The surf beat its relentless tattoo upon the vessel. The foremast was down, the main thrice broken, the fore part of the pinnace beaten away, goods tossed about in the sea, all accented by the wail of children beseeching their Savior's intercession. A sailor was washed overboard and back again upon the same wave, crying for mercy the while.
As the two families huddled together in that torn cabin, comforting one another in the face of the cruel sea, a mighty wave washed Thacher out upon the rocks. Arising, he saw that his daughter, Rev. Avery, and Avery's eldest son had also been swept to a small hole in the top of the rock. Thacher's wife was attempting to come to him when another great wave dashed the pinnace to splinters, washing her away in the scuttle. Those remaining in the bark were likewise swept into the sea. The same wave also swept the four from the rocks and into the raging waters; "the Lord, in one instant of time, disposing of fifteen souls of us, according to His good pleasure and will."
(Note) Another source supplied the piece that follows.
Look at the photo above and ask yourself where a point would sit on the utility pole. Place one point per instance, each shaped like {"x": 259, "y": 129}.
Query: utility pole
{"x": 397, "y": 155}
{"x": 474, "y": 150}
Fortune, however, smiled upon Thacher, for as he was swept off the rock, he slid into the sea with his head above water. There he espied a plank from the bark, and, reaching out, took hold seconds before the sea dashed him against the rocks.
Battered about in the turbulent waters, Thacher soon found his right foot had touched ground. Struggling, he crept to the shore and safety. Turning, he searched the shore for signs of his family and friends. There before him lay his wife untangling herself from the wreckage.
"When we were come to each other, we went and sat under the bank. But fear of the seas roaring, and our coldness would not suffer us there to remain. But we went up into the land and sat us down under a cedar tree which the wind had thrown down, where we sat about an hour almost dead with cold."
Soon the wind died, though the seas remained rough and fearful to the Thachers. Hope for their children stirred him to lift his bruised body and search the shore for their presence. But none could be found, yet living or dead. In his mind, the last memories of his children arose causing him to consider his plight, the loss of his dear friends and family, and of all goods and provisions, he and his wife cast upon an unknown land, in a wilderness he knew no escape from.
Their clothes tattered and torn to the barest threads, the Thachers combed the beach for any scrap of goods by which to sustain their lives. Thacher found a knapsack containing a steel, flint, and horn of powder, then a drowned goat and the hat and coat of his son William. Mrs Thacher found a petticoat. Also found were two wheels of cheese, some butter, and a small brass pot. With the powder, which was miraculously dry, Thacher struck a fire by which they warmed themselves and boiled part of the goat.
By Monday, three days after their ordeal had begun, a boat in search of another lost vessel removed them from that desolate island to which Thacher gave the name Thacher's Woe. The rock he called Avery's Fall. Buried upon the island, he had left Avery's eldest daughter, the only body found of the twenty-one lost.
Winthrop provided us with a postscript to this tale of remarkable providence. "The court gave Mr Thacher £26.13.4 toward his losses, and divers good people gave him besides."
So was a legend born, another place-name given to a new land in memorial to man's struggle with storm and sea.